Show that the action of the symmetry group of a cube on pairs of opposite faces of the cube defines a surjective homomorphism from the symmetric group $S_4$ to $S_3$.
My attempt/logic:
I know that the rigid symmetries of a cube is isomorphic to $S_4$. I began by identifying the vertices of the cube with points {($\pm 1$,$\pm 1$,$\pm 1$) $\in$ $\mathbb{R}^3$}. Then, it should be clear that rotations of angle $\pi$ about the axises $x,y,z$ fix any pair of opposite faces. The number of elements in the set {$\pi_1$,$\pi_2$,$\pi_3$} of pairs of opposite faces is 3. Thus, the action defines a homomorphism $f:$ $S_4$ $\rightarrow$ $S_3$.
I am not sure if my proof is clear enough. I feel like I jumped a step or two since the proof seems a little too short/simple. How can I improve my proof? Any help or suggestion is appreciated. Thank you.
Best Answer
Your proof starts out well: you have correctly shown that the map is a homomorphism from $S_4$ to $S_3$. (I might add a little more detail justifying why the map respects composition, but what you have seems all right.)

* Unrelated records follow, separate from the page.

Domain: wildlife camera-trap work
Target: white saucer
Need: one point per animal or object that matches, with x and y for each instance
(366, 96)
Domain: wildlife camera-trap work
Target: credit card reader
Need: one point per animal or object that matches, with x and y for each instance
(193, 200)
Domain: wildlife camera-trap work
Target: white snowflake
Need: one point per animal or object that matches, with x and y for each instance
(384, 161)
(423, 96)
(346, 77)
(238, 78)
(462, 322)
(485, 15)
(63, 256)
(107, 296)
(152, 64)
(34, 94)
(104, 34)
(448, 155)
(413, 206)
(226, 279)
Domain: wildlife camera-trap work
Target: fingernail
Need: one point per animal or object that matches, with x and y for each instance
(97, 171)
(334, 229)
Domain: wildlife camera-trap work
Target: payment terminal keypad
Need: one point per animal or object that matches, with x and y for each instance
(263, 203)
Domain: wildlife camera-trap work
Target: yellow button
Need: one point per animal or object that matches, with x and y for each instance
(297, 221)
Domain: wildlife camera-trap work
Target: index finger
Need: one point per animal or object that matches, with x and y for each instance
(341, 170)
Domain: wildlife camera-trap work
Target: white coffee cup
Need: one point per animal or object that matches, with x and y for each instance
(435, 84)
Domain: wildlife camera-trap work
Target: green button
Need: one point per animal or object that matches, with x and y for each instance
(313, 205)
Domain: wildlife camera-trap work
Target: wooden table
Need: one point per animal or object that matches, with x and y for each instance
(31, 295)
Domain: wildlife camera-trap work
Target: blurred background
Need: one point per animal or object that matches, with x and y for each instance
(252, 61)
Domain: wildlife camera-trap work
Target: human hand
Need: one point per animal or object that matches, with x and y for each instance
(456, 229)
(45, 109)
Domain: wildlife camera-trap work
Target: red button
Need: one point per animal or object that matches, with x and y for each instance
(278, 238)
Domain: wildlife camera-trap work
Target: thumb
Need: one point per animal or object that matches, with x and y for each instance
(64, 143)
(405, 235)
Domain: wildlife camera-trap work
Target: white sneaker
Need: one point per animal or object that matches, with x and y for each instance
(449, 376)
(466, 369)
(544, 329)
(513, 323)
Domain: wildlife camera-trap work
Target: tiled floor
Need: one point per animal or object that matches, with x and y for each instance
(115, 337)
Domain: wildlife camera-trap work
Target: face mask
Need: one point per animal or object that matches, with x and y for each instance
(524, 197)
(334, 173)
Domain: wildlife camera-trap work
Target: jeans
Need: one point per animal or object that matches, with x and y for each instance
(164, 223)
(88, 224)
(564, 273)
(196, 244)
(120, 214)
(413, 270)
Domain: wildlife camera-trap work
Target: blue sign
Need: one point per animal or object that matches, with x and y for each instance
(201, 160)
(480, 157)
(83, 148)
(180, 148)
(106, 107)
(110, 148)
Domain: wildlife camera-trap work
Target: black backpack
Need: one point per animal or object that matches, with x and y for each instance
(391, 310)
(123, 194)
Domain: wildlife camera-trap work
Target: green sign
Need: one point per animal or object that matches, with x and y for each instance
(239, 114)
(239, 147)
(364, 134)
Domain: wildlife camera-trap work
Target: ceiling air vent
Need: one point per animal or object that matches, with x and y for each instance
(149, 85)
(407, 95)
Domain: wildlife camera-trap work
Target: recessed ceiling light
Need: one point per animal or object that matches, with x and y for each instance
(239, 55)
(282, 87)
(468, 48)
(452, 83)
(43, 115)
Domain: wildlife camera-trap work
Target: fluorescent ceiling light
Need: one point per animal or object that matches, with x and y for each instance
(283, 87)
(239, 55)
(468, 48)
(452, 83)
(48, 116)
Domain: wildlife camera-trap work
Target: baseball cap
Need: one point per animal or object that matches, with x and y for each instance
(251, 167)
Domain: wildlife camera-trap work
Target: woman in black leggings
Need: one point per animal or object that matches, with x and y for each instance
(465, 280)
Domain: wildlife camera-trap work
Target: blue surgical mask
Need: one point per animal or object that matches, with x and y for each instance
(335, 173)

However, you have not yet shown that the map is surjective, i.e., that it maps to every element of $S_3$.
As a hint for how to show this, recall that the symmetric group $S_n$ is generated by the transpositions on $n$ elements - if you can find a way to locate each transposition in $S_3$ as an image of some rotation of the cube, that will suffice.